I had no acquaintance with French cuisine, or viniculture, or the accoutrements of fishermen: the first three words could be excused. But narcissism? That one has always felt like an ironic nudge, a slightly barbed private joke. Wasn’t it admiration I was seeking on the spelling bee circuit, in my own hapless, nerdy way? And doesn’t that boil down to narcissism, even if you’re a shy, solitary twelve-year-old?
Or is it more complicated than that? In Pretty Is, I lend my spelling bee background to Lois, my prickly heroine, and I make her counterpart, Carly May (later Chloe) a child beauty queen—one of those sequined, lipsticked little girls trotted around to pageants. She is no victim of an over-zealous pageant mom, though: like Lois, she chooses to compete.
When I conceived of the novel, I knew that this childish yet intense ambition would be an important element of both characters; that it would be part of what drew them to each other and what defined their relationship with their enigmatic kidnapper. It was also what connected them to me: like Lois and Carly May, I grew up in a very small town where I felt like an outsider. Bookish, scrawny, and unfashionably academically inclined, I sought ways to distinguish myself, to confirm something about myself—something I needed to believe. I wanted to believe that I was extraordinary, that my present social agonies were a mere blip on the screen of a sure-to-be glorious life. What I didn’t realize—what no one realizes, until much later—was how very ordinary such feelings are. At the time it didn’t matter: like my characters, I felt alone in the world.
I remember the day I became aware of the vast network of spelling bees sponsored by newspapers and fairs across the country. This was before the Scripps Howard national bee was broadcast on ESPN, like a quirky sport; before the documentary Spellbound was a surprise hit on the indie circuit. It was the early 80s and my father was reading the Sunday paper; when he came across the name of the daughter of a friend in an article about a regional spelling bee, he showed it to me. I read the article, scanned the list of words that accompanied it, and thought, like Lois: I could do that.
And so began a four-year career that culminated in my winning the New York State Fair bee when I was 13. My mother and I compiled long lists of strange and tricky words from the dictionary; she tested me endlessly. My picture appeared in the paper; occasionally I was interviewed for longer pieces. What were my favorite books? reporters would ask. What did I want to be when I grew up? At restaurants, people would approach our table and ask me to spell the most difficult words they could think of. I was, in a very small way, a celebrity.
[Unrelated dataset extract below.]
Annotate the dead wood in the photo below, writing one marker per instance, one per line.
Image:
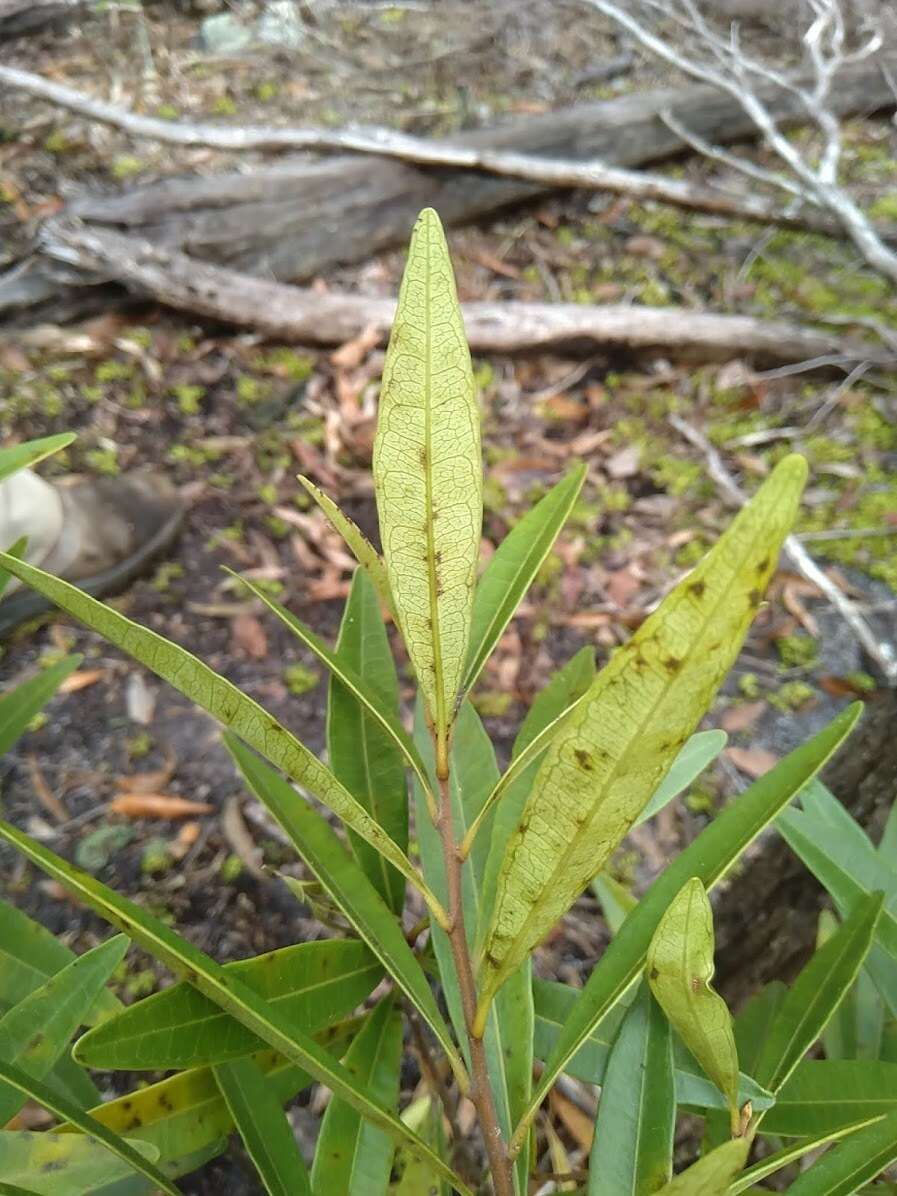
(592, 176)
(298, 315)
(297, 218)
Once they are removed from the worlds in which they have carved out a kind of small-town fame, Lois and Carly May transfer their need for admiration and affirmation to their kidnapper, Zed, handsome and sometimes charming and ultimately unknowable. In this context, their desire to believe in their own exceptionalism seems darker; the girls are more vulnerable, and their dependence on Zed to confer their sense of self upon them is meant to be troubling.
Zed is critical not only of Carly May’s pageants, but of Lois’ spelling bees. He accuses them of making cheap spectacles of their meaningless talents. But the alternative—that he will tell them who they are, and what they are worth—is deeply unsatisfying.
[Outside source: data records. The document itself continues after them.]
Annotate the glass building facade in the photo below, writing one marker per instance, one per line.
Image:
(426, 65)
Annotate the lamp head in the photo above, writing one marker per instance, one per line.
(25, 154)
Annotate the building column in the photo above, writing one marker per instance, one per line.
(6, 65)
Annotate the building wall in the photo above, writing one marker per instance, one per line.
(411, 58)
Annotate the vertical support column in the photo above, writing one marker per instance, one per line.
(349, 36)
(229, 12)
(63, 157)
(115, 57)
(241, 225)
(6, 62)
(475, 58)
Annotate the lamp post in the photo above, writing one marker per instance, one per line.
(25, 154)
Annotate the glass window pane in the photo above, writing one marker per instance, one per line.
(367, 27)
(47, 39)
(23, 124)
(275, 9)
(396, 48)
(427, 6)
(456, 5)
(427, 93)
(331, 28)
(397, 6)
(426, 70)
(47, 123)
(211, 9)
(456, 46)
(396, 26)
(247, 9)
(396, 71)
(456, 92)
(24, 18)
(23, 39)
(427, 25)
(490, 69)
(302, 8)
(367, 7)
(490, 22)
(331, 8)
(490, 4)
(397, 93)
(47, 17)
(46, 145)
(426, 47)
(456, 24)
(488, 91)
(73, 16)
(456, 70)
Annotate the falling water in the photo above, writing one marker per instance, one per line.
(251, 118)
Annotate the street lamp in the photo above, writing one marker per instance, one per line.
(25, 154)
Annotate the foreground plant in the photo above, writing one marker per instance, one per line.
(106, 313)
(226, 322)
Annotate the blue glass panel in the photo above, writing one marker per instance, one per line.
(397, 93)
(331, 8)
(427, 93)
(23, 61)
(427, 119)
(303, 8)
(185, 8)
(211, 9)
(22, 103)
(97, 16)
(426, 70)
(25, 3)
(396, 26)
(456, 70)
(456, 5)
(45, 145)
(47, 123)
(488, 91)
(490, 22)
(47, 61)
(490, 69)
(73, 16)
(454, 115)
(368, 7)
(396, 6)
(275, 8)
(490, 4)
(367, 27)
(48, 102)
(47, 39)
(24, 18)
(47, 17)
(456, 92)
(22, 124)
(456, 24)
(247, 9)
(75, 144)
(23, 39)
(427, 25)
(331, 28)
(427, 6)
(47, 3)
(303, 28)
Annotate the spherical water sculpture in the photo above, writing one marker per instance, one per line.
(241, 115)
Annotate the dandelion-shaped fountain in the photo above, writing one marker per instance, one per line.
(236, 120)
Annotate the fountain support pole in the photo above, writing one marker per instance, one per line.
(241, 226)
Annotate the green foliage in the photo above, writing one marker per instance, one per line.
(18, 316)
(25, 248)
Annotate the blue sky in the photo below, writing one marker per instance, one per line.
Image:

For me, Lois and Carly May’s hunger for admiration isn’t narcissistic at all. Rather, it points to fundamental questions about identity: How do we know who we are unless the world reflects our images back to us? Can we trust it to tell the truth? As adults, Lois and Carly May (now Chloe) are still tangled in these riddles. In Hollywood, Chloe relies on casting directors and fickle audiences to confirm her sense of self. Lois avoids notoriety, concealing her identity as a successful author and refusing to look at herself in the world’s mirror.
But she still seeks meaning in spelling words. Zed once mocked her—as I confess my mother once did me—for simply memorizing words, not bothering to discover their meanings. Now her old lists of words have become litanies, lending meaning to her troubled life, offering solace. This isn’t a habit of mine, I am glad to say. But for Lois, it’s one way of deciding who she is, who she can be, choosing her own definitions.
Maggie Mitchell’s debut novel Pretty Is is published today by Henry Holt.